Her eyes searched his, calm though unyielding. “So tell me, Your Grace, what made you smile that day when we spoke of the hyacinth?”

The air between them grew charged in the pause that followed. He did not look away at once, and in the span of those silent moments, she felt as though she had gotten through to him, finally. His breath caught, a faint sharpness in the sound, before at last he turned his head, his gaze shifting to the passing fields beyond the carriage window.

“It was my sister’s favorite flower,” he said at length, his voice roughened by restraint. “Eugenia’s mother loved the hyacinth.When you spoke of it, I thought it—” He gave a small, incredulous shake of his head. “It was absurd and yet fitting, as though the daughter must echo the mother even in this. That was what amused me.”

Then his eyes returned to her, searching now, the balance of inquiry tipped in her direction. “Why did she begin to favor the hyacinth? What drew her to it?”

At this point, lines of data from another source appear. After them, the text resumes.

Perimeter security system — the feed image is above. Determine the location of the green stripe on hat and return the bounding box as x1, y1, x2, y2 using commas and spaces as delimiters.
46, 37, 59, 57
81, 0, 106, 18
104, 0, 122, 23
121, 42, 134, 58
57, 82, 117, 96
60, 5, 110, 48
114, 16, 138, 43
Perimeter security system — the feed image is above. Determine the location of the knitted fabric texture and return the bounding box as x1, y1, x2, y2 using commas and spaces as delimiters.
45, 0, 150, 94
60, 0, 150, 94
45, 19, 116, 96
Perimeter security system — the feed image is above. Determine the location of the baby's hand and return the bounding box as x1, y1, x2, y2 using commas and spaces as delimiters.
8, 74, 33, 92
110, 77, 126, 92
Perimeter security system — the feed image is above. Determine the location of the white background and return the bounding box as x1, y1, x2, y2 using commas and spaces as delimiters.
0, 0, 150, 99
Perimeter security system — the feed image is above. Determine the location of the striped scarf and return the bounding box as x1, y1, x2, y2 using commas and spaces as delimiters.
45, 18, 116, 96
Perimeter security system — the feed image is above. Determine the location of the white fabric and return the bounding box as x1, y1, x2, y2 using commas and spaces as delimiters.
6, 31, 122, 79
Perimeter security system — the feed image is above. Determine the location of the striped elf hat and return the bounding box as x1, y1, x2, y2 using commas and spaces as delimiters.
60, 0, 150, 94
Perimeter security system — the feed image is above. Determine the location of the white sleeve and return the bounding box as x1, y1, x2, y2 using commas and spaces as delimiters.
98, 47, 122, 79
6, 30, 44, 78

Dorothy’s lips parted, her thoughts racing back to that moment in the garden. “We were gathering flowers for her painting. She would not leave the hyacinth behind. She only pointed, with that stubborn look she has, and I knew at once she meant it. From then on, she would have no other. It became her favorite.”

A faint sound escaped him, half breath, half laugh, and when she glanced at him, she saw it again, that rare flicker of a smile tugging at his mouth. He turned his face toward the window then, though his voice carried easily in the close space of the carriage.

“It seems fitting. She mirrors her mother in more ways than one,” he said quietly, watching the fields roll past. “Perhaps I do not often acknowledge it, but…in these months since you have been here, I can see a change in her. She is better. More comfortable. I think it is only fair to admit that you are the reason for it.”

Her heart stumbled. He went on, his tone steady, almost reflective, “I might not have said so before. I might not havegiven you the words, but you are doing well, Dorothy. You have done right by her.”

The confession settled between them, heavier than any silence could have been. She turned her face away, lest he see the confusion tightening her chest. He could not be saying such things to her, not when her thoughts were already so tangled, not when she was barely holding her composure together. A strange warmth threatened to rise in her, and she fought it back the only way she could, by smiling faintly to herself, then fixing her gaze firmly upon the road beyond the carriage window.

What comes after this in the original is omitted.